Asbestos plainly presents an unprecedented challenge to the U.S. court system. Although insurers and manufacturers knew of its health dangers by the 1930s, asbestos products were used extensively in industrial, commercial and residential construction through the 1970s, exposing people in all walks of life. Because its effects can appear 40 years after exposure, the size of the claimant pool is incalculable.
Litigation in state courts, where most asbestos cases are filed, can have wildly varying outcomes: The average California jury award for mesothelioma is $5 million, says McCann's attorney, Roger Worthington, who specializes in such cases. But one of his clients was recently awarded $34 million. The process also imposes an intolerable burden on plaintiffs who may be terminally ill; one of McCann's depositions was a six-hour ordeal in the presence of 16 squabbling attorneys.
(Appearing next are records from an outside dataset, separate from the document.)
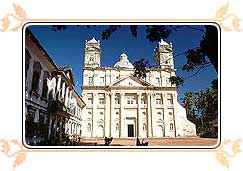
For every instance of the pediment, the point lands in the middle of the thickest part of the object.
(131, 81)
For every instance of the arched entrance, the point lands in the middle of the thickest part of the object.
(100, 131)
(160, 131)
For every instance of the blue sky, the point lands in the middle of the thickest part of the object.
(67, 49)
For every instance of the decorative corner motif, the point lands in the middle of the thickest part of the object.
(19, 17)
(13, 151)
(223, 156)
(223, 18)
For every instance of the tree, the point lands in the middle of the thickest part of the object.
(196, 56)
(189, 102)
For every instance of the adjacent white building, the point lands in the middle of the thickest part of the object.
(119, 104)
(52, 105)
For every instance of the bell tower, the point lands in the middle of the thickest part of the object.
(163, 55)
(92, 53)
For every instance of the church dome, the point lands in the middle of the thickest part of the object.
(124, 62)
(93, 40)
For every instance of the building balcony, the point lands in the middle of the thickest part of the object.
(159, 106)
(101, 106)
(143, 105)
(131, 106)
(170, 106)
(117, 106)
(89, 106)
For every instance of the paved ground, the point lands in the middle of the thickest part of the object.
(189, 141)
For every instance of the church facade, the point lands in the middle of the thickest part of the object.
(120, 105)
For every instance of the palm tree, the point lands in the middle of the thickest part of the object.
(188, 103)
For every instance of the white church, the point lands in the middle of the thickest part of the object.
(120, 105)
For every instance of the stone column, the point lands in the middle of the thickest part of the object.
(122, 115)
(70, 96)
(166, 115)
(95, 119)
(153, 114)
(107, 114)
(112, 114)
(66, 96)
(59, 79)
(37, 115)
(139, 118)
(149, 114)
(30, 75)
(40, 86)
(176, 128)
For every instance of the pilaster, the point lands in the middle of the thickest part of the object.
(112, 113)
(95, 116)
(122, 115)
(139, 117)
(149, 115)
(107, 114)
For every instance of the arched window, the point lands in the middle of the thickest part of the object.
(89, 127)
(36, 77)
(45, 87)
(117, 126)
(144, 126)
(171, 126)
(35, 81)
(27, 62)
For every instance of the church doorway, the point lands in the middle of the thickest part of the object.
(130, 128)
(100, 131)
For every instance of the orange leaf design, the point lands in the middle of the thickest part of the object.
(236, 23)
(236, 146)
(20, 157)
(5, 24)
(226, 28)
(222, 11)
(222, 159)
(5, 147)
(19, 11)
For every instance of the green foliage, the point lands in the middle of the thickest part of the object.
(141, 68)
(177, 80)
(188, 102)
(202, 108)
(108, 140)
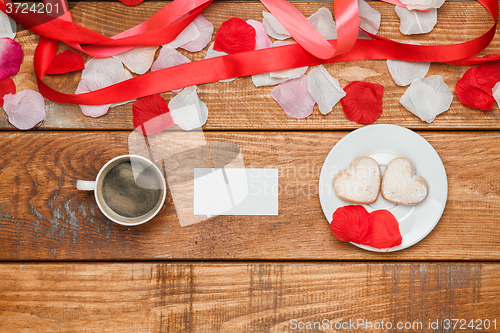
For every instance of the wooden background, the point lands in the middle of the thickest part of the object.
(66, 268)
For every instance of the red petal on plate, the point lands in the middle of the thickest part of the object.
(131, 2)
(235, 35)
(352, 223)
(7, 86)
(385, 230)
(474, 89)
(65, 62)
(151, 115)
(363, 101)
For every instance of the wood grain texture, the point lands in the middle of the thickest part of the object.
(43, 216)
(240, 105)
(250, 297)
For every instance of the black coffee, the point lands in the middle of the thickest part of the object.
(128, 196)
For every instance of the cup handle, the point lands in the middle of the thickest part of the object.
(85, 185)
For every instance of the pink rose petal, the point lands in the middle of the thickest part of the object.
(323, 21)
(205, 29)
(274, 27)
(91, 110)
(11, 55)
(262, 41)
(169, 57)
(7, 86)
(138, 59)
(294, 97)
(369, 18)
(8, 27)
(65, 62)
(104, 72)
(24, 109)
(324, 88)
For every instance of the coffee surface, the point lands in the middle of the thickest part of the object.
(128, 196)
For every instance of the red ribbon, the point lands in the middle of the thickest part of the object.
(166, 24)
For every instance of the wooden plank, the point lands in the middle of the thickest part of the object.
(43, 216)
(249, 297)
(240, 105)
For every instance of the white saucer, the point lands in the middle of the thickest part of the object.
(383, 143)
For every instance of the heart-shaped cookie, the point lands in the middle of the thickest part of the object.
(360, 184)
(401, 186)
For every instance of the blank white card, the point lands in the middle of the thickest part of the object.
(235, 191)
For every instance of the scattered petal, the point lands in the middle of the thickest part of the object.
(325, 89)
(91, 110)
(474, 89)
(262, 41)
(352, 223)
(369, 18)
(405, 72)
(416, 21)
(8, 26)
(290, 73)
(65, 62)
(100, 73)
(24, 109)
(189, 34)
(138, 59)
(235, 35)
(103, 72)
(273, 27)
(211, 53)
(131, 2)
(151, 115)
(294, 98)
(265, 79)
(7, 86)
(427, 97)
(323, 21)
(11, 55)
(187, 110)
(168, 57)
(422, 4)
(205, 30)
(363, 101)
(385, 230)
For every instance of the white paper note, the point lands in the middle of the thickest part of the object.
(235, 191)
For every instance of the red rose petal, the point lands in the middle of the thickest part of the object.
(352, 223)
(235, 35)
(65, 62)
(385, 230)
(131, 2)
(363, 101)
(474, 89)
(7, 86)
(151, 115)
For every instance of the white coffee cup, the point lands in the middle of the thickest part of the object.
(129, 189)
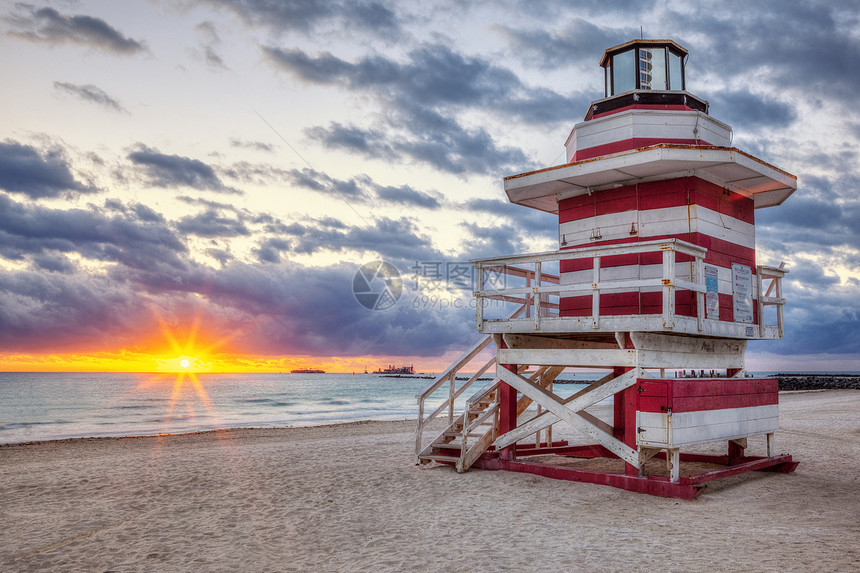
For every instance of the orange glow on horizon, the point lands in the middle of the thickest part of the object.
(170, 346)
(167, 362)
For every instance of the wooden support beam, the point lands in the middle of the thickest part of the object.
(599, 358)
(555, 405)
(586, 397)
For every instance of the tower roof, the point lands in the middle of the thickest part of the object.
(727, 167)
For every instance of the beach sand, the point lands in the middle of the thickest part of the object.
(349, 498)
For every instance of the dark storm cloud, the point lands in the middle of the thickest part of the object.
(171, 171)
(308, 15)
(91, 94)
(49, 26)
(34, 230)
(292, 307)
(422, 97)
(67, 312)
(37, 174)
(750, 111)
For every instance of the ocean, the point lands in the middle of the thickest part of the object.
(50, 406)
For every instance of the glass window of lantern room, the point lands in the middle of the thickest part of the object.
(608, 90)
(624, 72)
(676, 76)
(652, 68)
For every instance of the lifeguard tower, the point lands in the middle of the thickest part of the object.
(655, 281)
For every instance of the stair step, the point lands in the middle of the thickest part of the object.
(447, 446)
(441, 458)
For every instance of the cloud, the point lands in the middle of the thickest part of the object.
(91, 94)
(577, 41)
(407, 196)
(211, 39)
(806, 49)
(352, 189)
(172, 171)
(255, 145)
(395, 240)
(750, 111)
(134, 238)
(37, 174)
(422, 97)
(212, 224)
(49, 26)
(307, 16)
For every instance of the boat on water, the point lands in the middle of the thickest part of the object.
(396, 370)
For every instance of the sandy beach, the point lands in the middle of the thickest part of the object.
(349, 498)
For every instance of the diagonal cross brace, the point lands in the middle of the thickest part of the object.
(598, 391)
(556, 405)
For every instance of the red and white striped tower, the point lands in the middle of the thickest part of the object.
(657, 272)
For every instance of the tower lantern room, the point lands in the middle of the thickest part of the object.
(655, 276)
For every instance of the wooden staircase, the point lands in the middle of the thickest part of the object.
(474, 431)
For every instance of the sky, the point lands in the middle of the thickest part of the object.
(203, 179)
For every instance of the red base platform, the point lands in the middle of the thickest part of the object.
(687, 487)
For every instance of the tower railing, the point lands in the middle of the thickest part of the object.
(543, 296)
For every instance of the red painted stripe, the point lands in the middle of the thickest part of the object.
(720, 253)
(696, 394)
(705, 403)
(633, 303)
(628, 144)
(677, 107)
(658, 195)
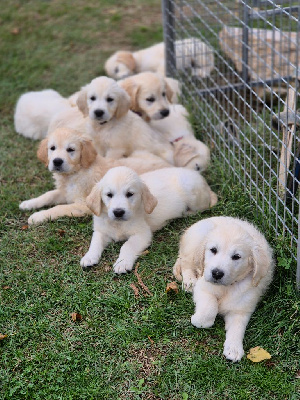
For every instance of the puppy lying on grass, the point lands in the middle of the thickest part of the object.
(228, 265)
(129, 208)
(76, 167)
(150, 97)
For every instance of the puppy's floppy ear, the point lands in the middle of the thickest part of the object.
(82, 102)
(150, 202)
(94, 200)
(88, 153)
(260, 262)
(123, 104)
(132, 89)
(169, 92)
(199, 257)
(126, 58)
(42, 151)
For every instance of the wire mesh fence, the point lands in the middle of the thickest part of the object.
(241, 82)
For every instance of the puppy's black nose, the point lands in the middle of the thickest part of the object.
(164, 113)
(57, 162)
(99, 113)
(119, 212)
(217, 273)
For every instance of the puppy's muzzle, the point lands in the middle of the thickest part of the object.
(164, 113)
(57, 163)
(217, 274)
(119, 213)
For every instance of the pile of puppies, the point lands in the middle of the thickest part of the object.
(124, 152)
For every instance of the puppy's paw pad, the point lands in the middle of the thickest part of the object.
(233, 352)
(121, 267)
(200, 322)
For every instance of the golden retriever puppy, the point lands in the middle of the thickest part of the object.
(228, 264)
(129, 207)
(76, 167)
(150, 95)
(115, 130)
(191, 54)
(34, 111)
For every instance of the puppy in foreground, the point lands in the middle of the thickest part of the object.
(150, 96)
(228, 264)
(129, 208)
(191, 53)
(76, 167)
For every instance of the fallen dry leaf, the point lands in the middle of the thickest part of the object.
(76, 317)
(172, 287)
(257, 354)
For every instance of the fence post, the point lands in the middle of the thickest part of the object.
(169, 35)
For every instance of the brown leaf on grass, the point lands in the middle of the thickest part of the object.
(135, 289)
(257, 354)
(172, 287)
(141, 283)
(76, 317)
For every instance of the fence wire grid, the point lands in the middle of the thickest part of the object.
(242, 89)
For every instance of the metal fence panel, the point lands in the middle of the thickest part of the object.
(247, 102)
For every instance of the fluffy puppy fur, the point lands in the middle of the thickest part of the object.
(120, 202)
(115, 130)
(125, 209)
(34, 111)
(76, 167)
(228, 264)
(191, 54)
(150, 95)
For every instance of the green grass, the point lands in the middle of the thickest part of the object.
(125, 347)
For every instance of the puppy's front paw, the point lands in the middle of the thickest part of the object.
(200, 321)
(88, 261)
(122, 266)
(233, 351)
(27, 205)
(37, 218)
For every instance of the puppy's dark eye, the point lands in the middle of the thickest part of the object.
(151, 99)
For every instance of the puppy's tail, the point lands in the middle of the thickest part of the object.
(213, 198)
(177, 270)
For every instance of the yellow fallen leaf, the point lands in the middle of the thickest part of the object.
(257, 354)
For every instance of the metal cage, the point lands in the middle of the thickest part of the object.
(242, 87)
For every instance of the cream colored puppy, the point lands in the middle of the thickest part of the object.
(191, 53)
(150, 95)
(34, 111)
(115, 130)
(125, 209)
(76, 167)
(228, 264)
(120, 202)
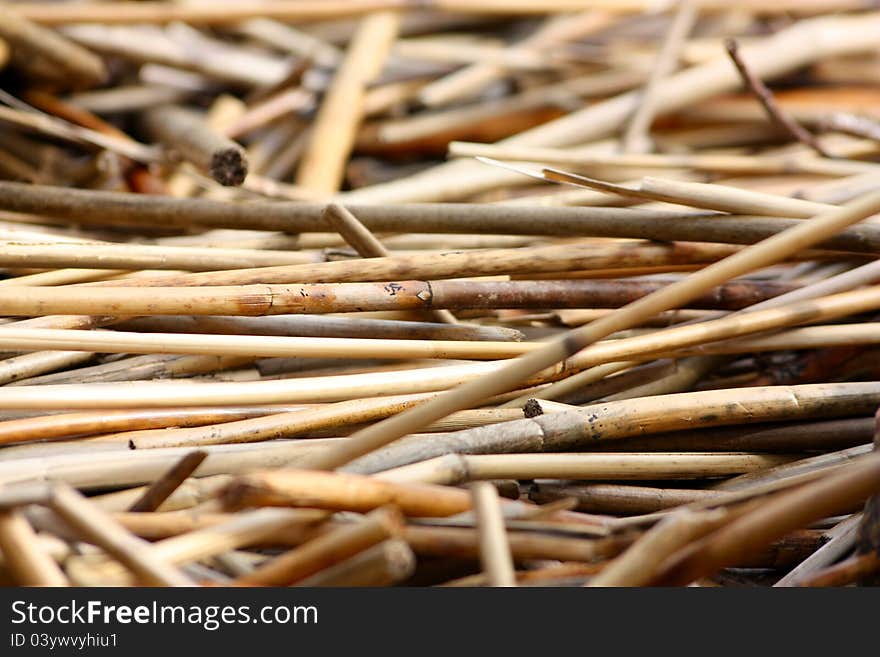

Every attempt to find a solution has fallen short. Consider the 1982 bankruptcy of Johns-Manville Corp.... The bankruptcy resulted in the creation of a settlement trust whose billions of dollars in assets seemed to be comfortably adequate to pay the 100,000 claims anticipated over its lifetime. But the trust was quickly overwhelmed. The number of claimants breached the 100,000 threshold in about a year. Soon after, the trust was forced to conserve its resources by slashing payments to 10 cents on the dollar.... Just last week, a Senate plan to create a $140-billion trust fund with money from manufacturers and insurance companies was killed in a procedural vote. The plan had bipartisan support -- and bipartisan opposition. Plaintiffs and their lawyers were concerned that its built-in payment cap of $1.1 million per claimant would leave many victims impoverished by medical costs.... Worthington and other attorneys prefer an approach being pushed in the House, which leaves the courtroom doors open to those with the most severe disease and defers lawsuits by those who can't show significant injury, even if they can prove exposure. But that bill could itself render many worthy claims too costly to interest lawyers....
Seated on the couch in his Dana Point home next to Lucille, his wife of 52 years, McCann can still seem the picture of vigor. When he stands upright, his 5-foot-4 frame projects the compact power that won him his gold medal as a 125-pound wrestler at the Rome Games in 1960. It's only when one sees him shamble painfully from one room to the next that the effects 12 courses of chemotherapy have had on his body become outwardly detectable.... He doesn't conceal his bitterness toward the industry that poisoned him. "I was taught that you run your business in an ethical manner," he says. "If I hadn't seen the documentation that these companies knew what they were doing, I wouldn't have pursued this. But I'm angry."